Loginapp (module) in the Config Editor

This chapter describes the features of the Loginapp module and how to configure and use them.

The Loginapp module provides the Loginapp UI web interface and Loginapp REST API for interacting with the end-user and Airlock IAM. It provides APIs and web UIs for authentication, self-services, and it authorizes users to access target applications.

Loginapp UI login form example for a configured Loginapp REST API basic authentication flow:

Main features

The IAM Loginapp features:
Web and REST interface for user authentication-related and self-services.
Adaptable web application for all kinds of authentication flows.
Adaptable application for numerous self-services.
Providing high-security for the much-exposed login application.
Single sign-on (SSO), federation, and identity propagation.
End-point to interact with the Airlock Gateway.

Loginapp REST API vs. Loginapp UI configuration

The Loginapp REST API configuration defines what services are available and their behavior. The Loginapp UI is based entirely on the REST API. The Loginapp UI's configuration defines only UI-relevant and web browser-related aspects of the application.

Some examples are given below to further illustrate the difference in what aspects are to be configured.

Loginapp REST API configuration:
Available services such as authentication flows, self-service flows, etc.
Authorization and access conditions.
Infrastructure services such as database connections, SMS providers, 2nd-factor integration, etc.
List of languages accepted by the REST API.
List of target applications/services with allowed entry URLs, required roles, and identity propagation.
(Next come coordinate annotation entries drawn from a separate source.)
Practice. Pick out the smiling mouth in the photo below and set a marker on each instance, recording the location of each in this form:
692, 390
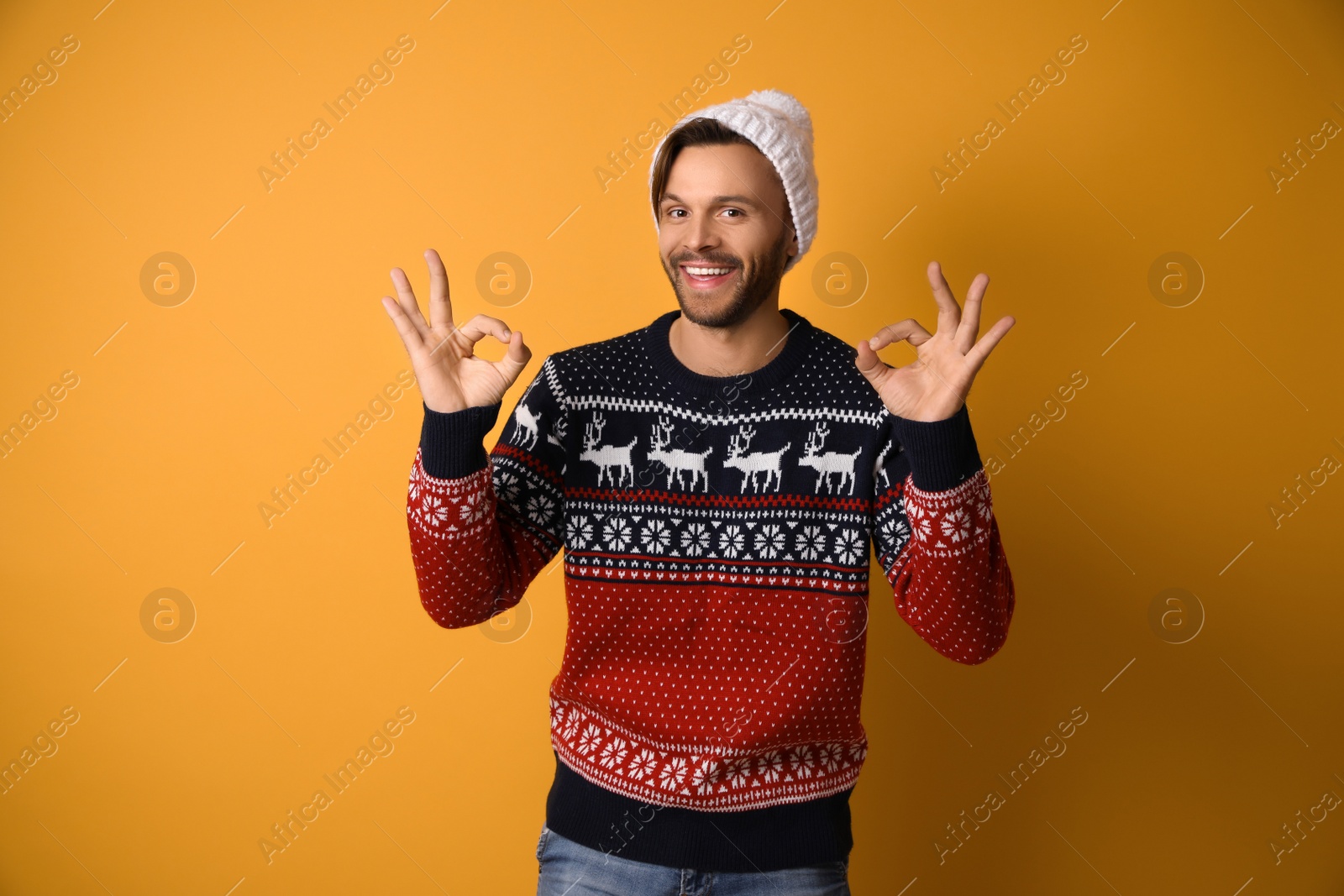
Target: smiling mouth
707, 275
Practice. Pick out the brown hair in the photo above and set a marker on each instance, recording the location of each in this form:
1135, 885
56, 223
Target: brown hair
698, 132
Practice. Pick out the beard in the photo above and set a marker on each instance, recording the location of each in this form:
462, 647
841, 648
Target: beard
756, 281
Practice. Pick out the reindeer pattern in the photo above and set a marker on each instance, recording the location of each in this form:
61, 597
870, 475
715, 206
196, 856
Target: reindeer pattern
687, 469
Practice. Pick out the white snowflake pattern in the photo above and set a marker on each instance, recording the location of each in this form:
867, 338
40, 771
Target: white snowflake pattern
613, 752
541, 508
921, 524
616, 532
770, 766
433, 511
801, 762
848, 547
984, 504
738, 772
696, 539
656, 537
811, 543
571, 726
769, 542
956, 526
706, 775
507, 485
672, 774
470, 506
895, 531
830, 757
591, 739
643, 766
578, 530
732, 542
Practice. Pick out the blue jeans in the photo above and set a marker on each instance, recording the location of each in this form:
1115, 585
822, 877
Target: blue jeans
571, 869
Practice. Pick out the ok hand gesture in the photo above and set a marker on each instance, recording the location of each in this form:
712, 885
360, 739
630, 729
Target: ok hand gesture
933, 385
450, 376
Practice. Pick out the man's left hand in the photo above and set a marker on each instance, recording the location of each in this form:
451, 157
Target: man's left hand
933, 385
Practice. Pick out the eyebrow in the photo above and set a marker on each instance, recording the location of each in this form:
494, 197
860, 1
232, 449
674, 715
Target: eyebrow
717, 201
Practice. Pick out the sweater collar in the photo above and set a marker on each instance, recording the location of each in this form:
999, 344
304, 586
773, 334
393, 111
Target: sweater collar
783, 362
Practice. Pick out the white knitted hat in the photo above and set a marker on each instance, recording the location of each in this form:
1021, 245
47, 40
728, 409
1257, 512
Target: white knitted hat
781, 129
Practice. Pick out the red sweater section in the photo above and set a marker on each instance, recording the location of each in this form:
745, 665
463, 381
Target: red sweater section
705, 683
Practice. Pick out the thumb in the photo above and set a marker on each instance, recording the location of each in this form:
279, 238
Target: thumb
873, 367
515, 359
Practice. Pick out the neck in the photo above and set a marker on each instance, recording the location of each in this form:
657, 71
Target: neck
730, 351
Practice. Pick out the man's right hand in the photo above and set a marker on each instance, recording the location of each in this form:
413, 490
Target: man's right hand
450, 376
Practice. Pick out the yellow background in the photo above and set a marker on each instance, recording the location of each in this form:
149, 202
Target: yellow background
309, 633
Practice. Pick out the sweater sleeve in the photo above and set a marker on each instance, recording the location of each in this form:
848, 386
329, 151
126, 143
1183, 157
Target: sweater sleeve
483, 526
937, 539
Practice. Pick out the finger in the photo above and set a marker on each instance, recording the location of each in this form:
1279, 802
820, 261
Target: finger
909, 329
971, 316
949, 313
481, 325
978, 355
873, 367
410, 336
407, 298
515, 359
440, 307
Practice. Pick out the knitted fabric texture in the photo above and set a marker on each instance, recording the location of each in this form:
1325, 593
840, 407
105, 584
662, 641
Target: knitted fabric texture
781, 129
718, 535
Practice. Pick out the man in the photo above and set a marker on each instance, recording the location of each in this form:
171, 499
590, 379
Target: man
716, 479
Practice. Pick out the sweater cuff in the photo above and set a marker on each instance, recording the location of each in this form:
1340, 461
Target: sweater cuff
452, 443
941, 453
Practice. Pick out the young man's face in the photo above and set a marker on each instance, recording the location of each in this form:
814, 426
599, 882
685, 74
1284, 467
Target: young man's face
723, 208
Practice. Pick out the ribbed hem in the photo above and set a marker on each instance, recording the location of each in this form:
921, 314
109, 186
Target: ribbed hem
941, 453
454, 443
784, 359
785, 836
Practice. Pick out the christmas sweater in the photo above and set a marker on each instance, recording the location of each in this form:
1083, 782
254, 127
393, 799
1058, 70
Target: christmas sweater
718, 533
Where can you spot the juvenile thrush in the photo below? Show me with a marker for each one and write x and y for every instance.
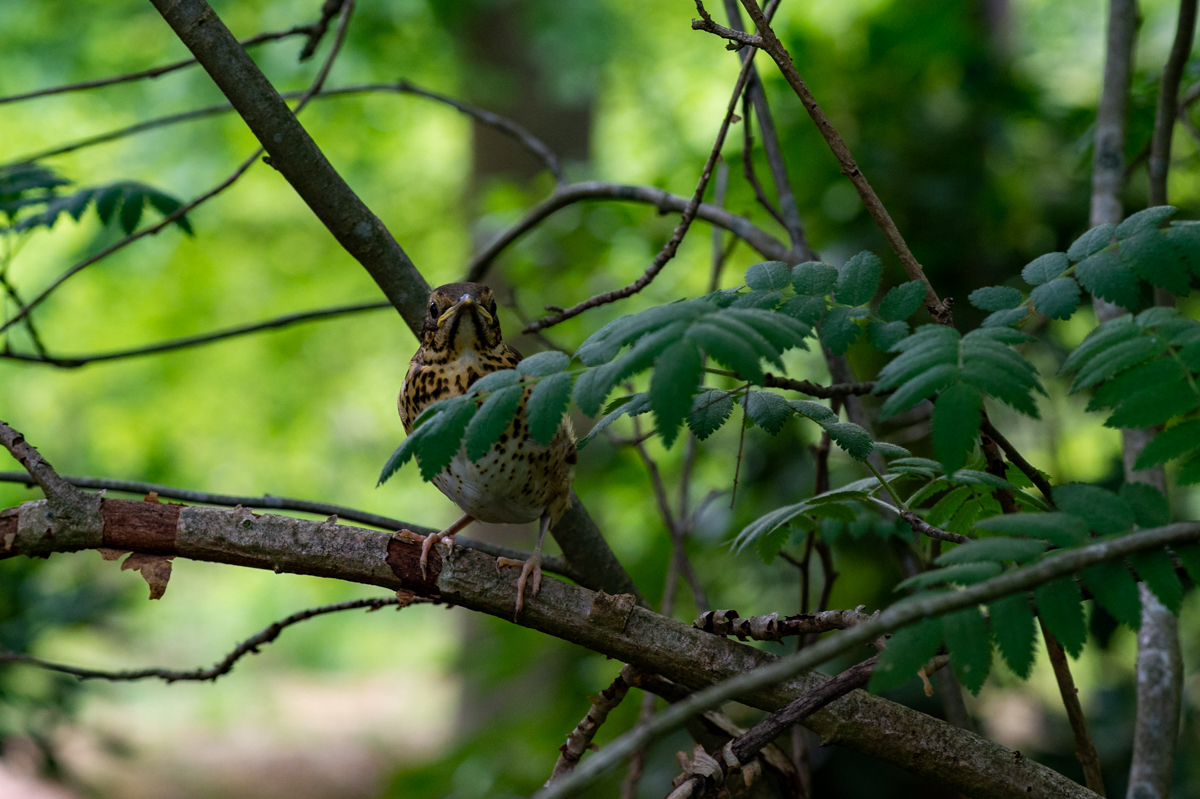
(519, 480)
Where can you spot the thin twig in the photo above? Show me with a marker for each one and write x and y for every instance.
(681, 230)
(73, 361)
(250, 646)
(665, 202)
(270, 502)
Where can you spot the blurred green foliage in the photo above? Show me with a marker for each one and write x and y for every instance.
(971, 119)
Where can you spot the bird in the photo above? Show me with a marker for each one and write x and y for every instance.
(519, 480)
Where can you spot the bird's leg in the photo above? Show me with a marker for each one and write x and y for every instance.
(529, 566)
(447, 535)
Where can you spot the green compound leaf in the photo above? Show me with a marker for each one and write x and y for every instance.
(903, 301)
(1045, 268)
(543, 364)
(1150, 506)
(709, 410)
(1102, 510)
(955, 425)
(1060, 529)
(547, 403)
(814, 278)
(1116, 590)
(1145, 220)
(907, 650)
(995, 298)
(769, 276)
(1157, 570)
(858, 278)
(1056, 299)
(1061, 607)
(1108, 276)
(997, 548)
(1091, 242)
(767, 409)
(677, 373)
(492, 419)
(1170, 444)
(851, 438)
(1012, 622)
(840, 329)
(969, 642)
(886, 336)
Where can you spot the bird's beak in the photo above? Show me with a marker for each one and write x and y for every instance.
(466, 301)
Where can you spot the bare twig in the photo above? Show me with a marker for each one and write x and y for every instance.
(772, 628)
(771, 43)
(1085, 750)
(247, 647)
(580, 739)
(681, 230)
(663, 200)
(72, 361)
(1168, 102)
(269, 502)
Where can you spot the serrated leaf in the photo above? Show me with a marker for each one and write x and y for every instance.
(1102, 510)
(923, 386)
(964, 574)
(995, 548)
(1092, 241)
(840, 329)
(492, 419)
(886, 336)
(767, 409)
(1060, 529)
(1116, 590)
(995, 298)
(495, 382)
(1116, 359)
(1145, 220)
(1056, 299)
(814, 278)
(769, 276)
(1108, 276)
(547, 403)
(955, 425)
(969, 642)
(1012, 623)
(1045, 268)
(903, 301)
(858, 278)
(1157, 570)
(807, 310)
(814, 410)
(1061, 607)
(709, 410)
(1170, 444)
(909, 649)
(853, 439)
(729, 349)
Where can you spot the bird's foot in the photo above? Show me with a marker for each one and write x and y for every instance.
(532, 566)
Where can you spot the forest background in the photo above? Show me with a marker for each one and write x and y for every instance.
(973, 120)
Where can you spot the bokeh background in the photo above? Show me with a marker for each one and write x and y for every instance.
(972, 119)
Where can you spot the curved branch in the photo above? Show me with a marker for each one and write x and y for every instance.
(75, 361)
(762, 241)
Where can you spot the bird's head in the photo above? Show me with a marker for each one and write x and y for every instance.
(461, 317)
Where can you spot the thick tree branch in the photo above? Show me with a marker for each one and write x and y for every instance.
(665, 202)
(247, 647)
(612, 625)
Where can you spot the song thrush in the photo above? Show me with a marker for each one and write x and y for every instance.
(519, 480)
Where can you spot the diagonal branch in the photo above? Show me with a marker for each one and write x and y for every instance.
(247, 647)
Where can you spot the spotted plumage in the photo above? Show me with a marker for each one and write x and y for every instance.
(519, 480)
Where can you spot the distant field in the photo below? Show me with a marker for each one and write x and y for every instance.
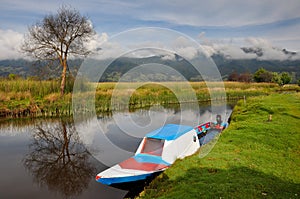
(28, 97)
(253, 158)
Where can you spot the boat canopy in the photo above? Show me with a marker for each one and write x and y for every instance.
(169, 132)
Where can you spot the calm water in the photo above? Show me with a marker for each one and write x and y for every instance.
(53, 158)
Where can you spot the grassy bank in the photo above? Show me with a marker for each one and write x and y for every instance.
(21, 98)
(253, 158)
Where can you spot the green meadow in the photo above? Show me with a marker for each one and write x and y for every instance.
(21, 98)
(253, 158)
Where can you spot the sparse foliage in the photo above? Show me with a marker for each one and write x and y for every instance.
(57, 37)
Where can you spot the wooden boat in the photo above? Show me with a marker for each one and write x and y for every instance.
(158, 150)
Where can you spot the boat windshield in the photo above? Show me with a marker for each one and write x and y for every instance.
(153, 146)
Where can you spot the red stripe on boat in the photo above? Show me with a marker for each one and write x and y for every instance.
(131, 163)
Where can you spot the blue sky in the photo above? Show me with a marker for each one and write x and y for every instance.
(231, 22)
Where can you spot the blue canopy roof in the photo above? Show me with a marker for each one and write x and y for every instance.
(169, 132)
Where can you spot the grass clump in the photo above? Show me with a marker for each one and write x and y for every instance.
(254, 157)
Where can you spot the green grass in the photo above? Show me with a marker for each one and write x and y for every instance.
(44, 96)
(253, 158)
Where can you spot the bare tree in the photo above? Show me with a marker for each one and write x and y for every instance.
(57, 36)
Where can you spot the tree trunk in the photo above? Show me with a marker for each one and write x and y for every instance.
(63, 77)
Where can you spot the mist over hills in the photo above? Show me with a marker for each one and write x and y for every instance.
(289, 62)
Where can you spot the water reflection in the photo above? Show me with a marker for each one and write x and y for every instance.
(58, 159)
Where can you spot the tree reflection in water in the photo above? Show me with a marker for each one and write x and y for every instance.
(59, 160)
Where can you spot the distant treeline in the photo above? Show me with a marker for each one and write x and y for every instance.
(42, 70)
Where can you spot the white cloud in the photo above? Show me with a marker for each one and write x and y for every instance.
(10, 42)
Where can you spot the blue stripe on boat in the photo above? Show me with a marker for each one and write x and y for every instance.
(150, 158)
(169, 132)
(116, 180)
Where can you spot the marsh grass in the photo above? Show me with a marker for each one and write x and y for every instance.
(42, 97)
(254, 158)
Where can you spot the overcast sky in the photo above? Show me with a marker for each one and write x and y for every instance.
(216, 23)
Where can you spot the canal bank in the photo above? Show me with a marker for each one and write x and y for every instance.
(256, 157)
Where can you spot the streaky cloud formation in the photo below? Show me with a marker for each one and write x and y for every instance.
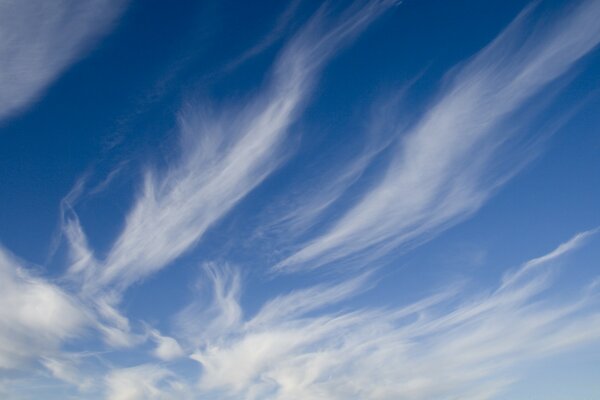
(40, 39)
(444, 346)
(448, 164)
(223, 158)
(90, 324)
(36, 316)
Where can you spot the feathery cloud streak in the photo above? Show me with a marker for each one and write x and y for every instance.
(36, 316)
(40, 39)
(224, 158)
(448, 164)
(444, 346)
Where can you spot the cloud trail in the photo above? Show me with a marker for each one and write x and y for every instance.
(40, 39)
(36, 317)
(448, 164)
(223, 158)
(444, 346)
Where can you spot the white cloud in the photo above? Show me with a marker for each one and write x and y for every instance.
(223, 158)
(39, 39)
(450, 162)
(36, 317)
(143, 382)
(441, 347)
(167, 348)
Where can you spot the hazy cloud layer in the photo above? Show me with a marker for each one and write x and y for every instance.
(449, 163)
(40, 39)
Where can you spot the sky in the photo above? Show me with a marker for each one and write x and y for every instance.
(363, 199)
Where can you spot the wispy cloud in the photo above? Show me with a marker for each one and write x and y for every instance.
(40, 39)
(223, 157)
(444, 346)
(36, 316)
(449, 163)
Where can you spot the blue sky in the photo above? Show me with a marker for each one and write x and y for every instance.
(367, 199)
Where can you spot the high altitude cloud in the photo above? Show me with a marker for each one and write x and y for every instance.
(449, 163)
(445, 346)
(224, 156)
(36, 317)
(39, 39)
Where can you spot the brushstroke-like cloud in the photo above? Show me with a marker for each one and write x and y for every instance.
(223, 157)
(450, 162)
(445, 346)
(36, 317)
(40, 39)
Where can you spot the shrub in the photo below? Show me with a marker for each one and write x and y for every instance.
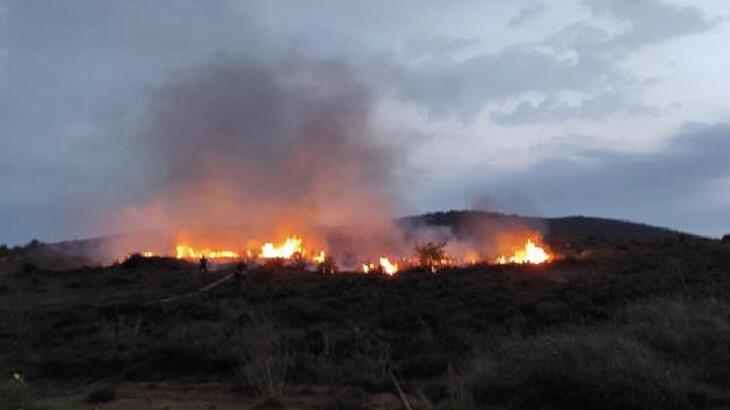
(102, 394)
(264, 356)
(567, 370)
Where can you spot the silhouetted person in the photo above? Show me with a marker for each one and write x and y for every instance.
(203, 264)
(239, 274)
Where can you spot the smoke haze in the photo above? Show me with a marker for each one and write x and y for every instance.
(264, 150)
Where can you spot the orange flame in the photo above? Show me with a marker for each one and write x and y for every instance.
(531, 253)
(188, 252)
(289, 248)
(385, 264)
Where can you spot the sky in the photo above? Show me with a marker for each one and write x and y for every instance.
(612, 108)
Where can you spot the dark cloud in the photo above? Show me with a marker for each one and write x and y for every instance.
(670, 187)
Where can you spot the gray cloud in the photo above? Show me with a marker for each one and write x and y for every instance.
(651, 21)
(579, 58)
(75, 76)
(669, 187)
(527, 13)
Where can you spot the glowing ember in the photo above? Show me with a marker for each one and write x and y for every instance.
(319, 258)
(388, 267)
(286, 250)
(385, 265)
(188, 252)
(530, 254)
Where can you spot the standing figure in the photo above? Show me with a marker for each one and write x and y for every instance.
(240, 273)
(203, 264)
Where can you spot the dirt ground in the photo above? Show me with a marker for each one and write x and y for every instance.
(216, 396)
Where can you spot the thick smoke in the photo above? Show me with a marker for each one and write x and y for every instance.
(239, 149)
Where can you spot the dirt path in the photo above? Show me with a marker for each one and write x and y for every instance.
(215, 396)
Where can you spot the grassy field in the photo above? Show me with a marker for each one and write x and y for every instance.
(640, 326)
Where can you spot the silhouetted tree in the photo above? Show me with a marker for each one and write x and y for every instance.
(430, 254)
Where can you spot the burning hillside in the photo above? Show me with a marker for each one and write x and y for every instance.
(254, 161)
(292, 250)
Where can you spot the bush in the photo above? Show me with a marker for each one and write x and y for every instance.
(567, 370)
(102, 394)
(265, 357)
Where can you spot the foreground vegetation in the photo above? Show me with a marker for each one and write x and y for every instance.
(638, 325)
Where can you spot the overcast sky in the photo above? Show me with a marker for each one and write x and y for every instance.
(615, 108)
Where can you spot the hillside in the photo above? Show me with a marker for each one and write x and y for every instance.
(644, 326)
(570, 228)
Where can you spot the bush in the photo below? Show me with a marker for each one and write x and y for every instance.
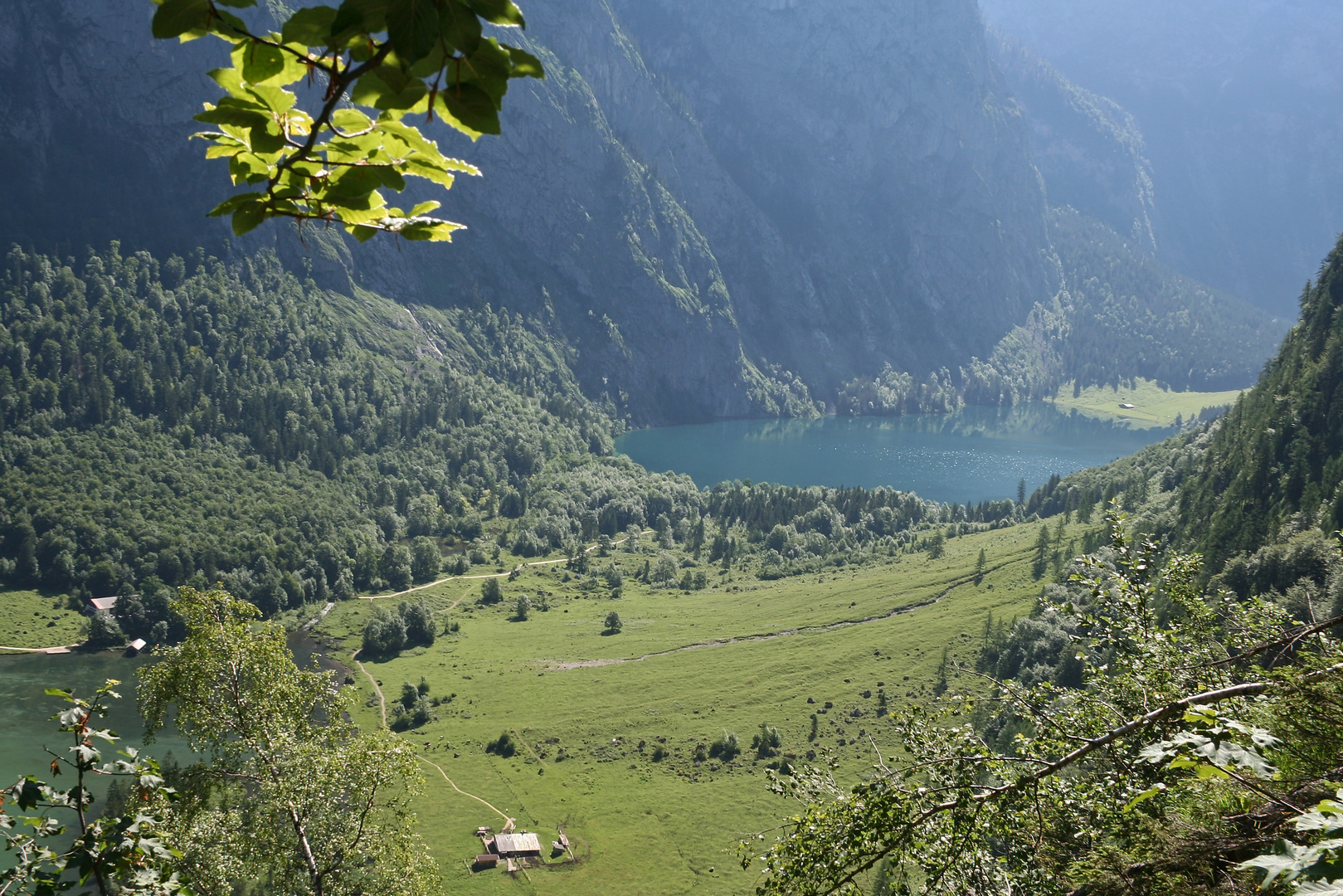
(395, 566)
(490, 592)
(426, 559)
(665, 570)
(384, 635)
(419, 624)
(104, 631)
(726, 748)
(767, 742)
(503, 746)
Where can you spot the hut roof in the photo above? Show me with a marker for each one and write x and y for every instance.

Loginapp UI configuration:
Defines whether the Loginapp UI is available or not.
Configures details on specific pages (e.g. show a forgot password link on the login page or not).
Specifies whether certain buttons (e.g. Cancel or Goto) are visible or not.
How to interpret browser URIs to extract the display language or determine the ID of the target application.
Defines where to redirect the browser to after flows are completed or have been canceled.

Summary of technical facts

The following is a brief list of technical facts of the Airlock IAM Loginapp.

Name	Value	Description and links
Module name	`loginapp`	The Loginapp can be enabled or disabled using the application parameters property `iam.modules.`
Configuration root	Loginapp	The Loginapp is a top-level element in the configuration.
URL (internal)	`/auth-login`/	The internal URL of the Loginapp is defined by the application parameter `iam.loginapp.url.path` and defaults to /`<instance-name>-login/`.
URL (external)	/auth/	The external URL of the Loginapp is defined in the Airlock Gateway mapping. The indicated value is the default entry path of the mapping template.